Relay-Version: version B 2.10 5/3/83; site utzoo.UUCP
Path: utzoo!decvax!bellcore!ulysses!allegra!princeton!caip!nike!styx!ttrdc.UUCP!levy
From: levy@ttrdc.UUCP
Newsgroups: mod.computers.vax
Subject: (none)
Message-ID: <8605300956.AA06724@ucbvax.Berkeley.EDU>
Date: Fri, 30-May-86 05:56:54 EDT
Article-I.D.: ucbvax.8605300956.AA06724
Posted: Fri May 30 05:56:54 1986
Date-Received: Sat, 31-May-86 15:44:41 EDT
Sender: daemon@styx.UUCP
Organization: The ARPA Internet
Lines: 48
Approved: info-vax@sri-kl.arpa

Subject: Re: (VMS) Caveat midnight jobs in clusters ...
In-reply-to: your article <8605210131.AA14432@ucbvax.Berkeley.EDU>

In article <8605210131.AA14432@ucbvax.Berkeley.EDU>, OMOND@DHDEMBL5.BITNET (Roy Omond) writes:
>A word of warning for cluster users :
>We run a small cluster here consisting of an 8600 and an 11/785.
>The cluster had been running uninterrupted for something like 35 days.
>There appears to be a slight discrepancy in the clocks of both machines,
>such that the clock times on both nodes wander slightly apart.  After the
>35 days, the 8600 clock time was about 1 minute faster than on the 785.
>One of our users has a batch job which does the following :
>1) submits itself to run "/After=Tomorrow" (i.e. at midnight the
>   following day)
>2) updates a database
>3) produces a report
>4) terminates
>Last night the following happened :
>The 8600 time was 00:00, the time on the 785 23:59
>The queue manager on the 8600 released the batch job (in a generic
>queue) and the job started to run on the 785.
>The first thing the job did was to resubmit itself "/After=Tomorrow"
>which, because the time was still 23:59:20, meant in about 40 seconds
>time.
>Fortunately I was logged in from home and noticed fairly quickly that
>something was amiss.  And fortunately the chaos was fairly easy to
>undo.  Nevertheless, I can easily imagine the situation where costly
>damage could have been done.
>So the moral of the story is :
>        If you're running a cluster, make sure that the clock time
>        on all nodes is as synchronized as possible.
>        Avoid submitting jobs to run at exactly midnight.  Much
>        better (if possible) is, let's say, Tomorrow+00:10:00.
>I hope this saves someone somewhere some effort.

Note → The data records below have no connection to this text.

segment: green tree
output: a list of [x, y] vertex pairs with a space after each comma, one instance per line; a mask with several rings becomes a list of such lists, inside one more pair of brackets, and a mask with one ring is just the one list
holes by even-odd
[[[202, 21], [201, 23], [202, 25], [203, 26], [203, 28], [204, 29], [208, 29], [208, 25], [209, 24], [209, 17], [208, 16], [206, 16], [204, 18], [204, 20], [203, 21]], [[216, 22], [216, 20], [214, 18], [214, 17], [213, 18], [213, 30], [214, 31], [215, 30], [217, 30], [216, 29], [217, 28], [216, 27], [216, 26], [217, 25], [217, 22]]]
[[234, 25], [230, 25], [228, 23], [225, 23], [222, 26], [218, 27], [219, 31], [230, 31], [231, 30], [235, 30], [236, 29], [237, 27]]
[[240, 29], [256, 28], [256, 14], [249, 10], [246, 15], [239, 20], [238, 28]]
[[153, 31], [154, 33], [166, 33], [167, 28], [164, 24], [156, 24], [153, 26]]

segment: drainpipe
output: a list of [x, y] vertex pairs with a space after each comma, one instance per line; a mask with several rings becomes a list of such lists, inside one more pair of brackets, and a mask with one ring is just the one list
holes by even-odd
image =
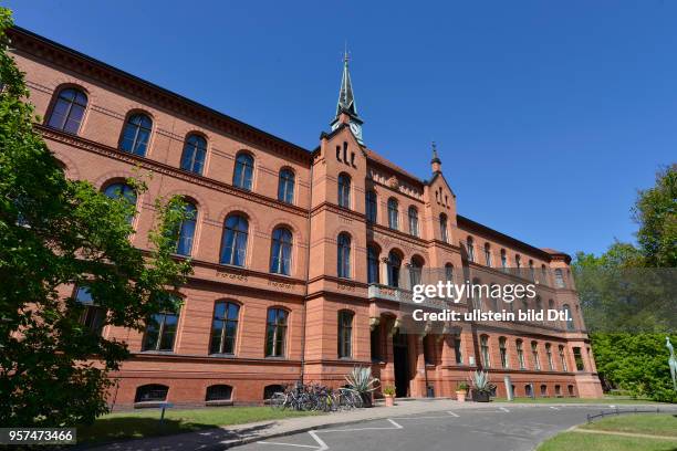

Another question:  why couldn't the job be set up to resubmit itself AFTER
it had finished, not before?  I suppose that if the machine crashed during
the job that would keep it from being resubmitted the next night, but
hopefully the user concerned would learn about the crash the next day and
be able to resubmit manually, if appropriate (perhaps a resubmit would NOT
be wanted in case of a crash).  Any other reason?
--
 -------------------------------    Disclaimer:  The views contained herein are
|       dan levy | yvel nad      |  my own and are not at all those of my em-
|         an engihacker @        |  ployer or the administrator of any computer
| at&t computer systems division |  upon which I may hack.
|        skokie, illinois        |
 --------------------------------   Path: ..!{akgua,homxb,ihnp4,ltuxa,mvuxa,
						vax135}!ttrdc!levy